Adah stopped laughing. “That was us.”

“Who?” I said. “What?”

“Nathan’s five legendary wives. They must have meant US.”

Leah stared at her. “You’re right.”

Like I said: night, day, and the Fourth of July. I don’t even try to understand.

Adah Price

ATLANTA JANUARY 1985

FULL FATHOM five thy father lies; Of his bones are coral made:

Those are pearls that were his eyes:

Nothing of him that doth fade,

But doth suffer a sea-change

Into something rich and strange.

This is no mortal business.The man occupied us all in life and is still holding on to his claim. Now we will have to carry away his sea-changed parts rich and strange to our different quarters. Estranged, disarranged, we spend our darkest hours staring at those pearls, those coral bones. Is this the stuff I came from? How many of his sins belong also to me? How much of his punishment?

Rachel seems incapable of remorse, but she is not. She wears those pale white eyes around her neck so she can look in every direction and ward off the attack. Leah took it all—bones, teeth, scalp—and knitted herself something like a hair shirt. Mother’s fabrication is so elaborate I can hardly describe it. It occupies so much space in her house she must step carefully around it in the dark.

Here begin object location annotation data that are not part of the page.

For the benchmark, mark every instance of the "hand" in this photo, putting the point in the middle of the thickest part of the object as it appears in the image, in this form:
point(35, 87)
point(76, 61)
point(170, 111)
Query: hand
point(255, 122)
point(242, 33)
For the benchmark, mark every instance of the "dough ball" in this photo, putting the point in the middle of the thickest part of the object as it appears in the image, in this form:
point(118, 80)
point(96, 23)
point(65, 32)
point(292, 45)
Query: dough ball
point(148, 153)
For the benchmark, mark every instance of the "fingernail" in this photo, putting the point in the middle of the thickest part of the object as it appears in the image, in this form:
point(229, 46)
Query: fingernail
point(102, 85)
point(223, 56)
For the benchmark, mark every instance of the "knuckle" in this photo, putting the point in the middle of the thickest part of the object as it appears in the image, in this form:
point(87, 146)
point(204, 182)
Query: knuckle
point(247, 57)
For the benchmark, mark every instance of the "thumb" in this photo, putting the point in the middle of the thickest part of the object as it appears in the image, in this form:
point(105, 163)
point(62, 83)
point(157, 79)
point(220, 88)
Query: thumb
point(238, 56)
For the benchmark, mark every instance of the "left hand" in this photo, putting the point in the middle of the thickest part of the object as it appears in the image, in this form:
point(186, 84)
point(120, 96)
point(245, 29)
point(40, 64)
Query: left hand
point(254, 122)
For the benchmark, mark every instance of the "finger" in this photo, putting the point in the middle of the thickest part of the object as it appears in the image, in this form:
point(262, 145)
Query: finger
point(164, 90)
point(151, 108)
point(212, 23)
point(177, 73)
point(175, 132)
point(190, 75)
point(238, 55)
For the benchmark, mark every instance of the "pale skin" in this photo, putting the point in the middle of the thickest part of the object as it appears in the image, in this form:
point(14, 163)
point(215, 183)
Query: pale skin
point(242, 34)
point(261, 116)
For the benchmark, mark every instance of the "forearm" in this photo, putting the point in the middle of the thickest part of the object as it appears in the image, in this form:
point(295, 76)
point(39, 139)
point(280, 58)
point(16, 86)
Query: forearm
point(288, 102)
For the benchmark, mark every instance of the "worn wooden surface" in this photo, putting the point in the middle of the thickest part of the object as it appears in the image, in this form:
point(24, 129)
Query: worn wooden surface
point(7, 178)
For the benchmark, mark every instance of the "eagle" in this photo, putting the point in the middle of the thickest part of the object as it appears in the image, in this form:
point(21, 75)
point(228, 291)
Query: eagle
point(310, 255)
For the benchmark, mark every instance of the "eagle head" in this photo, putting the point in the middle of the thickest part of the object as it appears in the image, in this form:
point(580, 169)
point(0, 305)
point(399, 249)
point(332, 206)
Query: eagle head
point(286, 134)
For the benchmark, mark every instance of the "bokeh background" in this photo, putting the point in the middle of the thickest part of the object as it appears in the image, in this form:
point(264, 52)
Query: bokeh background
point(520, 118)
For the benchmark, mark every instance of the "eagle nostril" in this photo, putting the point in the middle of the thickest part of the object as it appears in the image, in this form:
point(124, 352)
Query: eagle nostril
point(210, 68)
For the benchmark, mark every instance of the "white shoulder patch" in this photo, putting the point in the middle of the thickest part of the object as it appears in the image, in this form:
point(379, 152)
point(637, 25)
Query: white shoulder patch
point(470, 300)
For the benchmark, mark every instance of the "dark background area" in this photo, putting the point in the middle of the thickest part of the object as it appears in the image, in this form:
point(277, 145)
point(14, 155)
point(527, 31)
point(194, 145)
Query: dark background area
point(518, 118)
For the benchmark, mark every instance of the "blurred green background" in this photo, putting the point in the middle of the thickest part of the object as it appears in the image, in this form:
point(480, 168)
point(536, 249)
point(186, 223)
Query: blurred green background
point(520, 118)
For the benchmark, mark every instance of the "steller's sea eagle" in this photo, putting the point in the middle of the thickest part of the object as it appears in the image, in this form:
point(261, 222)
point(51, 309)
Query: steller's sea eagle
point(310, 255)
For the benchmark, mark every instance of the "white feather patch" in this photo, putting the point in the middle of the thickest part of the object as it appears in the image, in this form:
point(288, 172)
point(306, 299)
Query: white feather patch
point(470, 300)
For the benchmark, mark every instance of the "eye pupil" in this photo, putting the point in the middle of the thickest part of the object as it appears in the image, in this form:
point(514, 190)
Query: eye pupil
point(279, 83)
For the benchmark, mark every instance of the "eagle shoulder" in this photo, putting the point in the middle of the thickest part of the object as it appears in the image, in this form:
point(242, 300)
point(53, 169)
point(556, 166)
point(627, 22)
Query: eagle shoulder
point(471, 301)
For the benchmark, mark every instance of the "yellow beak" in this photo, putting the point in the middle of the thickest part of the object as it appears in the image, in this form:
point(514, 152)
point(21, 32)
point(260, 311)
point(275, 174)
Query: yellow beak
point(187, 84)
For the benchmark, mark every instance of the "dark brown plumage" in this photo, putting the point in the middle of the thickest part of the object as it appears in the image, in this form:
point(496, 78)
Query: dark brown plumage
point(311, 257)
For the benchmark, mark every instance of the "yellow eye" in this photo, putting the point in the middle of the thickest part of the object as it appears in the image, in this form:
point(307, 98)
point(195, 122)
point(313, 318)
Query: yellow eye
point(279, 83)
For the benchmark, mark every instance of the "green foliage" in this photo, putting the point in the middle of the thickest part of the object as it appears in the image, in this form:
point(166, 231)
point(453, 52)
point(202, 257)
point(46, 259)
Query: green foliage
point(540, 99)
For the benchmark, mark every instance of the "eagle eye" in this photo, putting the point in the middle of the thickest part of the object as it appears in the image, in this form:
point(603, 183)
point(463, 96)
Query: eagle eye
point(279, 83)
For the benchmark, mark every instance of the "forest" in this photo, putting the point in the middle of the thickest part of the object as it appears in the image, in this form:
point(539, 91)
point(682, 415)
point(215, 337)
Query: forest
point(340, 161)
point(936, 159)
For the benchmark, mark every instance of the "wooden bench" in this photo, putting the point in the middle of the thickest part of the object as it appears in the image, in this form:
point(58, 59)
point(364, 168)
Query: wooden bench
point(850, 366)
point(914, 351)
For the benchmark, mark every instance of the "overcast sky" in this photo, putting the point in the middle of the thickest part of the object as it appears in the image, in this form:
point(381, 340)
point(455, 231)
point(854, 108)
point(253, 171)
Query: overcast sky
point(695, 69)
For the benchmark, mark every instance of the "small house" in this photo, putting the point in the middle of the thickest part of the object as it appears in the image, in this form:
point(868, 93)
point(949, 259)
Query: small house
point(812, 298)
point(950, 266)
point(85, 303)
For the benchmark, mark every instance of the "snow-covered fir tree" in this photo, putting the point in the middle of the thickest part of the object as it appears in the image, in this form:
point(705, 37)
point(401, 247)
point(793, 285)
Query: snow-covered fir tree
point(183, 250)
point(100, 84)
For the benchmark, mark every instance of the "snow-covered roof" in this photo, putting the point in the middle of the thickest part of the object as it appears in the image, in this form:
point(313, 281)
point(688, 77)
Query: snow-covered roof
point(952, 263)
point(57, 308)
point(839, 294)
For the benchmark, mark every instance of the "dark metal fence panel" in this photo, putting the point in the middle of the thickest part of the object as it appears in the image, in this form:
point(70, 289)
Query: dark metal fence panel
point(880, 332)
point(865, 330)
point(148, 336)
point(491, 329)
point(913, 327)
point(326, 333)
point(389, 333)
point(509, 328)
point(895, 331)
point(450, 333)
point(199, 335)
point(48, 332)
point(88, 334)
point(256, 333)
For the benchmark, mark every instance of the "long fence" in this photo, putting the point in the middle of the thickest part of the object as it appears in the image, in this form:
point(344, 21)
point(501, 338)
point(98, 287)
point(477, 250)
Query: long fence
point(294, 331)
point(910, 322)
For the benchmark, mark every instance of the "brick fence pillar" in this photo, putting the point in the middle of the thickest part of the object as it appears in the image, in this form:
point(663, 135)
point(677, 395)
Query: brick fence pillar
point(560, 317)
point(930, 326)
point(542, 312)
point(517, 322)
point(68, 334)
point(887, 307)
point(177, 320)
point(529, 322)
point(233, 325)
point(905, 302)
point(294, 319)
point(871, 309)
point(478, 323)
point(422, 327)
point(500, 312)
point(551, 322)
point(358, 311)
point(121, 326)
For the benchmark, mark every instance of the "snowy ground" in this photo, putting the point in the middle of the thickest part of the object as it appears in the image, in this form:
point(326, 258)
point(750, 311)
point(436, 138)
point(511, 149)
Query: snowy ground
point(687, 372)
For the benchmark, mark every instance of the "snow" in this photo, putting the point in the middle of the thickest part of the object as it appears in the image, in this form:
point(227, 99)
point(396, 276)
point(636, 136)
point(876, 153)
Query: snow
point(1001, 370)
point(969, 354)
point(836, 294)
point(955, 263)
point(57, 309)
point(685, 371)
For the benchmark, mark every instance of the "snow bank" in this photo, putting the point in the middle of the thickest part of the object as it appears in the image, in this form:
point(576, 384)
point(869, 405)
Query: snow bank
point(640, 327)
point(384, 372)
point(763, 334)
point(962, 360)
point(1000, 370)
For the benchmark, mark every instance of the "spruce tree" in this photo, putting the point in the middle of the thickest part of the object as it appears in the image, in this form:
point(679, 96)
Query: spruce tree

Having served enough time in Atlanta with her volunteer work, Mother has moved to the Georgia coast, to a hamlet of hoary little brick houses on Sanderling Island. But she carried the sunken treasure along to her little place by the shore. She stays outdoors a lot, I think to escape it. When I go to visit I always find her out in her walled garden with her hands sunk into the mulch, kneading the roots of her camellias. If she isn’t home, I walk down to the end of the historic cobbled street and find her standing on the sea wall in her raincoat and no shoes, glaring at the ocean. Orleanna and Africa at a standoff. The kids flying by on bicycles steer clear of this barefoot old woman in her plastic babushka, but I can tell you she is not deranged. My mother’s sanest position is to wear only the necessary parts of the outfit and leave off the rest. Shoes would interfere with her conversation, for she constantly addresses the ground under her feet. Asking forgiveness. Owning, disowning, recanting, recharting a hateful course of events to make sense of her complicity. We all are, I suppose. Trying to invent our version of the story. All human odes are essentially one. “My life: what I stole from history, and how I live with it.”

Personally I have stolen an arm and a leg. I am still Adah but you would hardly know me now, without my slant. I walk without any noticeable limp. Oddly enough, it has taken me years to accept my new position. I find I no longer have Ada, the mystery of coming and going. Along with my split-body drag I lost my ability to read in the old way. When I open a book, the words sort themselves into narrow-minded single file on the page; the mirror-image poems erase themselves half-formed in my mind. I miss those poems. Sometimes at night, in secret, I still limp purposefully around my apartment, like Mr. Hyde, trying to recover my old ways of seeing and thinking. Like Jekyll I crave that particular darkness curled up within me. Sometimes it almost comes. The books on the shelf rise up in solid lines of singing color, the world drops out, and its hidden shapes snap forward to meet my eyes. But it never lasts. By morning light, the books are all hunched together again with their spines turned out, fossilized, inanimate.